Vancouver-based Synergy Consulting receives $25,000 from province for work in anti-racism data collection

The company also received a $10,000 Community Partnership Grant from Vancity for green initiatives.

Credit: Nappystock

Boardroom diversity is key to creating safe and inclusive organizations, says Synergy founder and CEO Trish Mandewo

“Numbers don’t lie; numbers tell,” says Trish Mandewo, founder and CEO of Synergy Executive and Boards Consulting Group.

The Vancouver-based company champions placements for BIPOC folks, particularly in executive positions. In a press release, Mandewo notes that in B.C., more than 35 percent of people are BIPOC, but boards and senior teams don’t reflect that diversity at all—in fact, Synergy has found that only 5.5 percent of senior positions are held by BIPOC people. “There is a need for government agencies and companies to collect that data so they can tell how this story is unfolding,” she explains. 

The numbers are tricky, though: historically, marginalized people persecuted for their race, gender identity or sexual preference have been less likely to disclose that part of themselves, especially at work. “Over the years, their data has been used against them,” says Mandewo, using the example of a queer person not disclosing their sexuality in the workplace for fear of being ostracized or terminated. 

It’s 2022, and things have changed, but not enough—so Madewo and her team are encouraging folks to be candid to data collectors. “For us, it’s very important to go into the community and encourage everyone to answer the questions,” she says. “I tell people that if we don’t have this information, we are never going to be able to change the narrative.

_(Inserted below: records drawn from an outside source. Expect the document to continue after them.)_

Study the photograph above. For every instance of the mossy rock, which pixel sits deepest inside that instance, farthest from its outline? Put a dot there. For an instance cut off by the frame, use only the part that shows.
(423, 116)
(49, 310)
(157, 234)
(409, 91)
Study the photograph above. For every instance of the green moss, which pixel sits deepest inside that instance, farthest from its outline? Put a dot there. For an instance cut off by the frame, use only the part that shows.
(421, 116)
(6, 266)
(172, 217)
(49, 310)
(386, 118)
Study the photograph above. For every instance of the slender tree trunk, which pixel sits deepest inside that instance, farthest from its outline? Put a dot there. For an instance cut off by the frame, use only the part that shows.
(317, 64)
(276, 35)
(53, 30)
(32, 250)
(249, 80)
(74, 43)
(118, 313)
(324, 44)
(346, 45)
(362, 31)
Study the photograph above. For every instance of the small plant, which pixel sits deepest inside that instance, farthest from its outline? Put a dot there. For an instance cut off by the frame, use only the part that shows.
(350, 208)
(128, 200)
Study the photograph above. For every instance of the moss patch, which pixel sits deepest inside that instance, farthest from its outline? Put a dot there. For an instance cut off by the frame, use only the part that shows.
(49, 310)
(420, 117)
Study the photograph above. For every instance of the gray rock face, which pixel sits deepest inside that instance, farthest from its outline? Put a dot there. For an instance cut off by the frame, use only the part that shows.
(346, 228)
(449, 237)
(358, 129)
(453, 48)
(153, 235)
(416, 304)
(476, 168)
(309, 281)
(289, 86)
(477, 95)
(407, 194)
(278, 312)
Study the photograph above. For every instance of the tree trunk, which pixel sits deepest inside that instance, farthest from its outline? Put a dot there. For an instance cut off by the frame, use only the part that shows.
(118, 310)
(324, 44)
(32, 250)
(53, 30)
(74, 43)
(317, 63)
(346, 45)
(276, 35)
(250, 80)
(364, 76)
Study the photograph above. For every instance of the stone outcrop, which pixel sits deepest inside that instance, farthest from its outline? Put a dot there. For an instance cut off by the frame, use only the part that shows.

Things will stay as they are because there is no transparency.” 

A recent $25,000 grant from the B.C. government is helping with that transparency: Synergy will be hosting engagement sessions that tackle how the government should develop and implement anti-racism data legislation. The company will interview 300 people about representation on boards and in leadership positions, the quality of service and any gaps that exist, and incidences of systemic inequalities they have seen or experienced, as well as data collection and how the data should be used. 

Synergy offers equity, diversity, inclusion and decolonization (EDID) evaluation and training: “We say, This is where you are at, and help them set targets for how they can make their company truly inclusive and safe,” Mandewo says. The firm also has one of the largest databases of BIPOC executives, so companies can use it as a resource for inclusive hiring. 

Mandewo stresses the importance of boardroom diversity: “The board is the one that sets the strategic direction for the whole organization.” Her anti-racism and environmental goals are closely linked (Synergy has also received a Vancity Community Partnership Program grant for climate change action). The new Governance With a Green Lens project will help corporate and nonprofit organizations assess how ESG (environmental, social and governance) philosophies fit into their overall strategy and add value. 

“You cannot only try to tackle the social part without also taking care of the environment,” Mandewo says. “A lot of people will try to isolate those issues, but you can’t.” Citing the UN’s 17 Sustainable Development Goals, she advises all organizations, big and small, to consider them. “A lot of companies feel removed from the ESG goals, but leaders need to look at them,” Mandewo says. “There’s got to be bigger questions happening in the boardroom and an increased sense of the global crisis.”